Posted June 12, 2018
Today we celebrate the feast of Corpus Christi. This feast has a character all of its own. Most of the other great feasts of the liturgical year commemorate key Biblical events, like Easter, Ascension and Pentecost. Even Maundy Thursday, the celebration par excellence of the gift of the Eucharist, is part of the great historical and liturgical drama of Jesus’ passion and death, and we celebrate it, therefore, in a spirit of high drama and in an atmosphere of foreboding. But Corpus Christi is the ‘people’s Feast’. It is about simple, happy devotion. It has always been associated with popular celebration and simple piety: in some Catholic countries (even in this country, once upon a time) it has been celebrated with all the marks of popular festivity, like colourful processions and carnivals, and dressing up in your finest, decking the streets and the houses with flowers and greenery and bunting and banners; and of course the ubiquitous town band with its excruciating music.
And even if you missed out on the floats and the flower carpets and the excruciating music, still, those of you who are of a certain age must have taken part in more sober and more prayerful celebrations when the parishes of the locality came together to celebrate Corpus Christi. I well remember the Corpus Christ processions of my childhood, when old and young came together, mums and dads, and babes in arms, and all the little girls dressed in white, and all the little boys scrubbed up specially for the occasion, and altar servers in red cassocks and the priests in gold vestments, and the ornate canopy covering the Blessed Sacrament, and lovely hymns like Sweet Sacrament Divine and O salutaris hostia – and such an atmosphere of piety and devotion and closeness to our Lord, and hopes for the future, a life-time before us. That was when the culture of simple Eucharistic piety entered our souls.
For many of us, it was also the time of our First Holy Communion. I vividly remember that day. In addition to receiving our Lord for the first time, there was the added bonus of a hard-boiled egg in the parish hall after Mass, available only to First Communicants, and a big white silk bow on my left arm, of which I was inordinately proud, and even when I grew out of big white silk bows, the memory of it all remained with me, and the emotions of it all, burnt into the psyche, part of our Catholic instinct. I love those words of Pope Benedict recalling the day of his First Holy Communion: ‘On that day I was really filled with great joy, because Jesus came to me and I realized that a new stage in my life was beginning – I was nine years old – and that it was from now on important to stay faithful to that communion. I promised the Lord as best I could: “I always want to stay with you”, and I prayed to him, “but above all, you stay with me”. So I went on living my life like that. Thanks be to God, the Lord has always taken me by the hand and guided me, even in difficult situations.’

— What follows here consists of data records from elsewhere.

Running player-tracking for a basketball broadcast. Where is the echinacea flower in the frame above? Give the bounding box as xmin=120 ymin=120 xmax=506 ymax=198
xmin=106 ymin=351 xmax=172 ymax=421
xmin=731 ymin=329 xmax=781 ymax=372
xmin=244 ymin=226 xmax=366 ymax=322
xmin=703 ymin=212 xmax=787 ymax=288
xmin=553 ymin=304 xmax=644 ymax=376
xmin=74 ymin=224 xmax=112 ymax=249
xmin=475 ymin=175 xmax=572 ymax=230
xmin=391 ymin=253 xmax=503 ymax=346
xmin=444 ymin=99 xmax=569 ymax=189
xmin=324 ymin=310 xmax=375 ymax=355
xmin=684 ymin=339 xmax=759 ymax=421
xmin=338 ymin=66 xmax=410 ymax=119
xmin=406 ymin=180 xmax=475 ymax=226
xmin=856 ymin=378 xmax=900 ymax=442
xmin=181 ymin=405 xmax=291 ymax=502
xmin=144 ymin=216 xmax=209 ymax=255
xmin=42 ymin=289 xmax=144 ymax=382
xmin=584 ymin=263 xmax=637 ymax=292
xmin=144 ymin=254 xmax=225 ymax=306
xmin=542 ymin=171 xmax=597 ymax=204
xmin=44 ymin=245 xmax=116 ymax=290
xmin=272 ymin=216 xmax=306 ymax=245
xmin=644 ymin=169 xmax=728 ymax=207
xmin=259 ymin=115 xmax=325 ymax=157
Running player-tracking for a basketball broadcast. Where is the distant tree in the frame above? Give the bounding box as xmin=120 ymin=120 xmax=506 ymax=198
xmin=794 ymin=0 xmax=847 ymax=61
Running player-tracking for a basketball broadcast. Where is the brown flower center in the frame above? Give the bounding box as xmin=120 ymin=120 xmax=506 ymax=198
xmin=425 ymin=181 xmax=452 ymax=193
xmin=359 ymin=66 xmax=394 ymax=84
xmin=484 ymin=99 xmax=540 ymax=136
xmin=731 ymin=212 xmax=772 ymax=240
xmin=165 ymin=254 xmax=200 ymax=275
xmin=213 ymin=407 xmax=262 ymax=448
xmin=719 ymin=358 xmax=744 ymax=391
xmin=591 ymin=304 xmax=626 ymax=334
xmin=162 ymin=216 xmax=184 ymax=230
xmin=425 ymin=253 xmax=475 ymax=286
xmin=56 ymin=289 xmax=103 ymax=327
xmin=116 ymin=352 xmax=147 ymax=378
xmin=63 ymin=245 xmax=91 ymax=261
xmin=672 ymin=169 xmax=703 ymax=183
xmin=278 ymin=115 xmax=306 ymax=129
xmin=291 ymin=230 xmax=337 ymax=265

The culture of Eucharistic piety is still there in our souls. Perhaps we have let it become routine, or we have failed to foster it, or we have let it be smothered by busy lives and perhaps useless preoccupations with other things. People often say in confession: ‘I missed Mass.’ I suspect that their thinking is: I have broken the Church’s rule. What they should be thinking is: I know that there is a wealth of spiritual beauty in the sacraments and in my soul, but in spite of that I chose to impoverish myself because I care more about other things.
In any case, today, if need be, let us renew our contact with this sacrament, revitalize what we have inherited from our childhood, all the days of our life, so that one day all that loveliness will explode into eternity. That was the real meaning of the white silk bow.
And those of you who are parents of young children: what an opportunity you have, what a vocation, to foster in your children a spirit of happy childhood piety that will enrich and sustain them throughout their lives. So many parents have nothing to pass on to their children beyond the values they themselves have imbibed from a trite and wretched world; whereas you have the opportunity to foster in your children something beautiful for eternity.
Let us all of us today approach the sacrament with renewed fervour. Let us share in the bread of life and the chalice of salvation. Let us tell the Lord, in our own way, what little Joseph Ratzinger told his Lord on that happy day: ‘I always want to stay with you, but above all, you stay with me’ – and ask our Lord to take us by the hand and guide us, even in difficult situations.